Uma vez encarados os problemas, começamos a nos movimentar para resolvê-los. O Xaxá e a Iara nos lideraram. O primeiro tentava fazer contatos para descobrir o que havia acontecido aos demais, enquanto que a segunda providenciava comida, abrigo e banho para todos. A Iara foi a primeira a entrar no casebre e a conversar com Dna. Maria. Aos poucos, fomos todos nos chegando. Sem nenhuma cerimônia, nos ambientamos rapidamente. Uns ocupavam as camas disponíveis de um certo quarto, outros usavam um cômodo que se assemelhava a um banheiro, alguns se estabeleciam à volta do fogão a lenha para fazer o jantar, e a sala abrigava os que descansavam enquanto aguardavam notícias de nossos companheiros desaparecidos. A hospitalidade de Dna. Maria nos fazia sentir completamente à vontade. Algumas horas depois, já por volta de onze horas da noite, o outro grupo se uniu a nós. Estavam todos bem, apesar da exaustão. Eles haviam demorado pois uma pessoa passara mal logo no início da caminhada. Os atrasos provenientes desse fato somaram-se ao ritmo mais lento pelo cair da noite e a dificuldades para encontrar a trilha em alguns pontos. Mais comida no fogo, mais movimento no banheiro, mais gente circulando na casa de Dna. Maria… Assim nos preparávamos todos para o nosso segundo dia de aventura.

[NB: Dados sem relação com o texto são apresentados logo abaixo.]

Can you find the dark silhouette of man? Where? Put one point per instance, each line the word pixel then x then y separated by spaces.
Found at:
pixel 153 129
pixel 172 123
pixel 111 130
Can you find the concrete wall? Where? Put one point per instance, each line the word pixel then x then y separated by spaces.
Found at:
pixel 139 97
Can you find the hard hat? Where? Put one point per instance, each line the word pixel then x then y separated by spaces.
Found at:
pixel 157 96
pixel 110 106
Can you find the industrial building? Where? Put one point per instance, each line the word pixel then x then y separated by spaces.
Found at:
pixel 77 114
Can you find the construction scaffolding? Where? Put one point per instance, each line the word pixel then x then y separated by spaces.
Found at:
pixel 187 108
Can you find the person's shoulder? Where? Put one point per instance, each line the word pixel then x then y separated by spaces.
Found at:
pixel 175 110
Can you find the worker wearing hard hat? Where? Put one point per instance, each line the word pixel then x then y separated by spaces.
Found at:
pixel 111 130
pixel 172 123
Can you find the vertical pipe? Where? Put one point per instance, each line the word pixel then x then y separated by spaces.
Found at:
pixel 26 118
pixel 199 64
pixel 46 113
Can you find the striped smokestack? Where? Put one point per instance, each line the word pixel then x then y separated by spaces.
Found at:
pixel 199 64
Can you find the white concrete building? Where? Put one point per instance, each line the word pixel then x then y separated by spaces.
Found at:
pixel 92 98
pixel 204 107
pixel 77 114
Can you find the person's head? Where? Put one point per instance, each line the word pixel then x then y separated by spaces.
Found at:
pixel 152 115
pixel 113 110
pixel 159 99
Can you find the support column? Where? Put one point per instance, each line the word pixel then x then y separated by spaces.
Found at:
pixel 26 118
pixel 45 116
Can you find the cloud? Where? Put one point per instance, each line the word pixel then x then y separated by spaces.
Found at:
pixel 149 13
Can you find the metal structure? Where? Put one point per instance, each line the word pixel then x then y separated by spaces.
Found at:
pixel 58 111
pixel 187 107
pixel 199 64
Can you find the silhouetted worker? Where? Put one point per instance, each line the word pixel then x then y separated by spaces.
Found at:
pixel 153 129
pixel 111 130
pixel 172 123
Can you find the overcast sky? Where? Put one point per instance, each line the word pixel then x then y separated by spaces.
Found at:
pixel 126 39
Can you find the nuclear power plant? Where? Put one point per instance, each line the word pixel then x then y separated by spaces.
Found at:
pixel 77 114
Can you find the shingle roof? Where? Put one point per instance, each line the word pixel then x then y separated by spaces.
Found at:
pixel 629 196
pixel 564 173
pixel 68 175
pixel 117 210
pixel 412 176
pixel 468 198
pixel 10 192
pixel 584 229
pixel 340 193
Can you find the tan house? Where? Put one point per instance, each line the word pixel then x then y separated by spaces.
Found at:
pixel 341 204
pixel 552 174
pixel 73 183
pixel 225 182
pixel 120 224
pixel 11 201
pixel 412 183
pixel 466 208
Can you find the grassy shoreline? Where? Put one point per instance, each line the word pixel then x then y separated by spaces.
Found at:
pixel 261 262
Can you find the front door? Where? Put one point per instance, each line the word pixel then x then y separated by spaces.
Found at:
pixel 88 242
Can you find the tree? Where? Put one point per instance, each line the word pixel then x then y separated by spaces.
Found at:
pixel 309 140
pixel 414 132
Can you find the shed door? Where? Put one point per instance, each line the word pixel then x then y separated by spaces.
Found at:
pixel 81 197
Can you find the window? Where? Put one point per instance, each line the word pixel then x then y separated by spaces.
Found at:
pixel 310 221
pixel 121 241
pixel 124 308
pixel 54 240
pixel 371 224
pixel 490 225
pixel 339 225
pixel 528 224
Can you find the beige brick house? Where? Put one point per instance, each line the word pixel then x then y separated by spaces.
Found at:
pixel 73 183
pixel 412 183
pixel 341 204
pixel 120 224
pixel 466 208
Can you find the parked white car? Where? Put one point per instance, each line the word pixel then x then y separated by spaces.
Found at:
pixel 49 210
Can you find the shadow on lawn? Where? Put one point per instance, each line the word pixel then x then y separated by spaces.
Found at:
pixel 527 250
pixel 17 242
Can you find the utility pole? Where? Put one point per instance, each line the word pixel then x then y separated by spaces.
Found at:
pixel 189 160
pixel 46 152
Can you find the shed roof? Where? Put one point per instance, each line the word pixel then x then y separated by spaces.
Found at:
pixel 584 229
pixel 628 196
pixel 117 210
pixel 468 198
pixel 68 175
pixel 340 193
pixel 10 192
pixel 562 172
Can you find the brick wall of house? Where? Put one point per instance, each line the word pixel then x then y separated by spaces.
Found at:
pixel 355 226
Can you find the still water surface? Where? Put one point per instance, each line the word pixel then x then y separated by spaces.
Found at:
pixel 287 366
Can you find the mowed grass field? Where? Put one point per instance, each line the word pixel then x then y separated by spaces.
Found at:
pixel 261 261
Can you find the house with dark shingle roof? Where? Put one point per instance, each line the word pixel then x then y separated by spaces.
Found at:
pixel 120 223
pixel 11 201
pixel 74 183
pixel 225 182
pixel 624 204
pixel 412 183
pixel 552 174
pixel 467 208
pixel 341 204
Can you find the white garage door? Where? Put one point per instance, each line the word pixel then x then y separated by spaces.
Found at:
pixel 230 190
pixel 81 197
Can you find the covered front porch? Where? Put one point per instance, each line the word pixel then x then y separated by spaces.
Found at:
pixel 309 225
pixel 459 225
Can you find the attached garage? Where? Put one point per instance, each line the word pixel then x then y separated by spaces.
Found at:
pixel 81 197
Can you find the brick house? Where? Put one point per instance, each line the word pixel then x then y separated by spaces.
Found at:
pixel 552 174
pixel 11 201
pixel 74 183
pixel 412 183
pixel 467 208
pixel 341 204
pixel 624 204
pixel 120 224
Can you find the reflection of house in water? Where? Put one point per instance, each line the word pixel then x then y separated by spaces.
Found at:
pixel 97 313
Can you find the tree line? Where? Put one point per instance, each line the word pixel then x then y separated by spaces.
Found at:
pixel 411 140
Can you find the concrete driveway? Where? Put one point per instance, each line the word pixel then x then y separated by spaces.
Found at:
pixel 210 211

Eu desconfio que a simplicidade da velhinha não lhe tenha permitido perceber a importância que ela teve para nós naquela noite. Aquele casebre rústico e pobre no meio do nada, onde não havia nem eletricidade, se tornara o nosso QG. Ali articulamos todas as nossas ações. Dna. Maria não nos cedeu apenas a sua casa e a sua comida. Se pensarmos que tivemos livre acesso a tudo o que provavelmente ela tem na vida, percebemos melhor o valor das concessões daquela simpática figurinha. Enquanto algumas pessoas passam a vida preocupadas em deixar seu nome registrado na História, o despojamento de Dna. Maria jamais fará seu nome atravessar as fronteiras daquele nada nas proximidades de Tabuleiro. Entretanto, esse mesmo despojamento terá marcado para sempre a vida de mais de 20 pessoas. E ela nem se deu conta disso… Aqui, a perspectiva adequada revela a beleza dos atos de um ser humano.

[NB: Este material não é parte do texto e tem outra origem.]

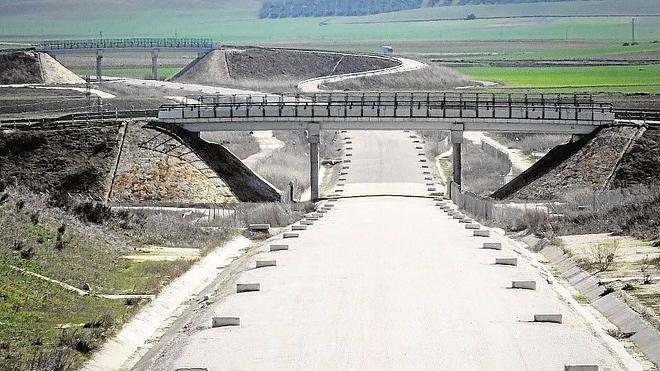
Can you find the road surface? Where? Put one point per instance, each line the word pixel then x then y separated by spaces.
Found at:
pixel 387 283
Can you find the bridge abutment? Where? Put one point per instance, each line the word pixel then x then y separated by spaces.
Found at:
pixel 314 138
pixel 99 67
pixel 154 64
pixel 457 144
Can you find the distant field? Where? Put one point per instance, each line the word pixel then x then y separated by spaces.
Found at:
pixel 163 72
pixel 240 26
pixel 627 79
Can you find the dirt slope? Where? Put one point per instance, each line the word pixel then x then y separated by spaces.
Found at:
pixel 585 165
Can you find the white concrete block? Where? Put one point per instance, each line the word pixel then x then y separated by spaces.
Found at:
pixel 525 285
pixel 225 321
pixel 266 263
pixel 481 233
pixel 259 227
pixel 552 318
pixel 580 367
pixel 247 287
pixel 506 261
pixel 279 247
pixel 492 246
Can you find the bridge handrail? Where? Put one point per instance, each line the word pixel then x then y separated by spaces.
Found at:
pixel 201 43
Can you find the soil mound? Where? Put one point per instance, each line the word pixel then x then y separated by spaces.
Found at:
pixel 588 164
pixel 20 68
pixel 272 64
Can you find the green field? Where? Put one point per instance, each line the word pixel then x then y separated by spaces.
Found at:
pixel 630 79
pixel 240 26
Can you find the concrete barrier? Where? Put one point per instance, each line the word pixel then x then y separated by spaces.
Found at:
pixel 279 247
pixel 506 261
pixel 225 321
pixel 481 233
pixel 247 287
pixel 259 227
pixel 525 285
pixel 551 318
pixel 266 263
pixel 492 246
pixel 580 367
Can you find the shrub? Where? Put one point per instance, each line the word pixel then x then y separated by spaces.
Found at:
pixel 603 255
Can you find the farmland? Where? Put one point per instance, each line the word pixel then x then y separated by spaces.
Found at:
pixel 632 79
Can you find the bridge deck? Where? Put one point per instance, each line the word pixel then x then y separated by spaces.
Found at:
pixel 576 114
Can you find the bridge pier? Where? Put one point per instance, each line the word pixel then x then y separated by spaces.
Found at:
pixel 99 68
pixel 154 64
pixel 314 138
pixel 457 144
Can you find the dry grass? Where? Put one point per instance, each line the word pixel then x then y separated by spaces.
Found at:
pixel 240 143
pixel 531 143
pixel 633 211
pixel 431 78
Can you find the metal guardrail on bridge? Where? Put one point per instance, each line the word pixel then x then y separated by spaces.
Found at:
pixel 449 106
pixel 133 43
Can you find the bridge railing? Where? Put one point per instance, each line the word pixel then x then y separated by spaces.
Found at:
pixel 142 43
pixel 392 105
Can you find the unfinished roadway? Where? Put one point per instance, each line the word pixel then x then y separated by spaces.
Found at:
pixel 389 283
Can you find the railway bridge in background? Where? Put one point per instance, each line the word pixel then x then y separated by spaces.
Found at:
pixel 99 46
pixel 455 112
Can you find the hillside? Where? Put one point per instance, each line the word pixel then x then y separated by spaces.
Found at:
pixel 326 8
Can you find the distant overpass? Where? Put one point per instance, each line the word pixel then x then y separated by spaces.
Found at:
pixel 152 45
pixel 451 111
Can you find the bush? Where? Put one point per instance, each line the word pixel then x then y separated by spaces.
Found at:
pixel 604 255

Chegamos ao segundo dia. O clima era de muita harmonia. Tomamos café, nos arrumamos, brincamos um bocado, tiramos muitas fotos e partimos mirados pelos olhos úmidos de Dna. Maria. Meu joelho sucumbiu à minha alegria e à minha determinação de completar a excursão com minha mochila nas costas. Caminhamos até a Cachoeira de Tabuleiro. Ao chegar lá, me deparei com um cenário mágico. Um poço de beleza irresistível cuja água gelada apenas dava o toque de desafio necessário para que a sua conquista se tornasse ainda mais prazerosa. Sem pensar, cedi imediatamente aos seus encantos. Mas ele não era o único. A paisagem absolutamente sedutora me conduzia rio abaixo inebriada de prazer. A coisa toda parecia arquitetada. Os poços se sucediam um após outro em diferentes ambientes que misturavam vegetação, pedras, cachoeiras, luzes e sombras. À medida que eu descia, meu ritmo acelerava e a sensação de êxtase aumentava. Mas a natureza se revelou vaidosa e ciumenta. O preço do ápice era uma jura de amor eterno: um salto de mais de 300 metros para o último poço que se exibia lá embaixo. Apesar do enorme desejo que me tomava, resisti. Ainda o fitei por algum tempo, tentando levar comigo a sua imagem. Levei mais do que isso. Nas águas daquele poço não visitado, eu finalmente achara o meu “porque”. Mas era preciso partir. Sempre haverá novas paisagens a conhecer…

Nossa volta espelhou o sucesso da excursão. A alegria de todos vazava nos rostos, nas brincadeiras, nos discursos, nos aplausos e em todos os gestos. O mundo observado de dentro do ônibus que nos trouxe de volta da Travessia Lapinha x Tabuleiro ficou muito mais bonito. Que bela perspectiva!